The buoyantly air-lofted Vivace of No. 1 is a delight in motion. It passes the baton seamlessly to a contentedly Dvořákian Adagio and the following Theme with Variations. The finale bustles along carefree with the language sometimes rather like RVW in his first published quartet. The Second Quartet is also in four movements. The music is still tonal but dynamic and emotionally pressurised in the outer movements. A opulently complex fondant lyricism reaches out touchingly in the second movement. The little scherzo again has that winning RVW tinge and buzzing effervescence. Dynamic eagerness and angst are at work in the finale.

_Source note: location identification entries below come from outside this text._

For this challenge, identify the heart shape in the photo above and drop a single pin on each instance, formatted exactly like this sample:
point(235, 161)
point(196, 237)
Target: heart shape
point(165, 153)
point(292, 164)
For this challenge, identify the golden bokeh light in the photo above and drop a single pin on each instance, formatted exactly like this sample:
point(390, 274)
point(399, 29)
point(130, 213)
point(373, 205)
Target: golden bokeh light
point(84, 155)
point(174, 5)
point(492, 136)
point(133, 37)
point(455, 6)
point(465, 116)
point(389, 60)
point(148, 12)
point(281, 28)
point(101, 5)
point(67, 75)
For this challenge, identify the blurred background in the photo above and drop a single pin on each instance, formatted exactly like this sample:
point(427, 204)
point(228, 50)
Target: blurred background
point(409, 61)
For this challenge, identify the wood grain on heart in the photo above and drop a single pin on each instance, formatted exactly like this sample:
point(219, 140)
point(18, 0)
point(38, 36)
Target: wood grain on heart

…Pizzetti is less uninhibitedly melodic. Pizzetti sings very touchingly…but he builds tension and anxiety first and invests ideas and effort in doing so. The Second[’s] high tensile atmosphere is something that resolutely draws the listener in. In the final five minutes Pizzetti proves a satisfying singer of what amounts to an anthem bathed in repletion and triumph.
The Lajtha Quartet are dedicated exponents and are warmly and closely recorded. The heat of their possessed music-making is unmistakable. An event!

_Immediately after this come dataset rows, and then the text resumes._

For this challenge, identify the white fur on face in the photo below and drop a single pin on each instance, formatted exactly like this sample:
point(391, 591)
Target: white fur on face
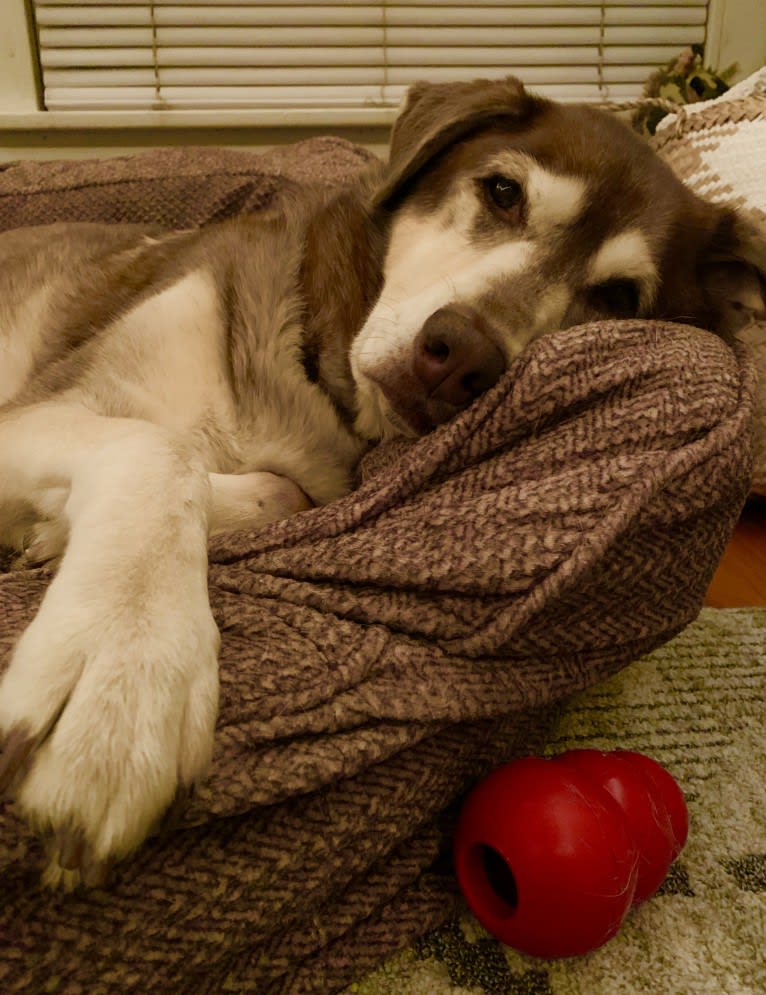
point(436, 260)
point(626, 256)
point(553, 200)
point(429, 265)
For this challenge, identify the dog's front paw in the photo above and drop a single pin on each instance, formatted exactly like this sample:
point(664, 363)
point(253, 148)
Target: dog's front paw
point(106, 716)
point(43, 543)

Two grown-up and opulently complex tonal string quartets to add to your collection of 20th century chamber music.
In reviewing the Naxos release of Pizzetti’s Piano Trio, I commented that I would hope this series will rectify his neglect that even extends to his own country. The two string quartets were composed twenty-six years apart in the first half of the 20th century. He was not a composer who moved with the times, and had settled into a late-Romantic mode when the First Quartet appeared in 1906. Coming in direct descent of Tchaikovsky and Dvořák, with Puccini’s influence on Italian music stimulating the lyric quality, the result is an easily attractive score. By the time of the Second Quartet Pizzetti had at least taken one small step towards modernity with harmonies that were less luxurious but still purely tonal, the outer movements complex as numerous strands are intertwined to create the chromatic intensity. Sadness pervades the slow movement, the violin often ‘singing’ over an accompaniment. Joy returns in a bubbly scherzo, with Dvořák’s influence reappearing in the finale. Recorded around the time that the Lajtha Quartet from Hungary disbanded, they found the Second rather searching in terms of intonation, but they were enthusiastic and committed performers.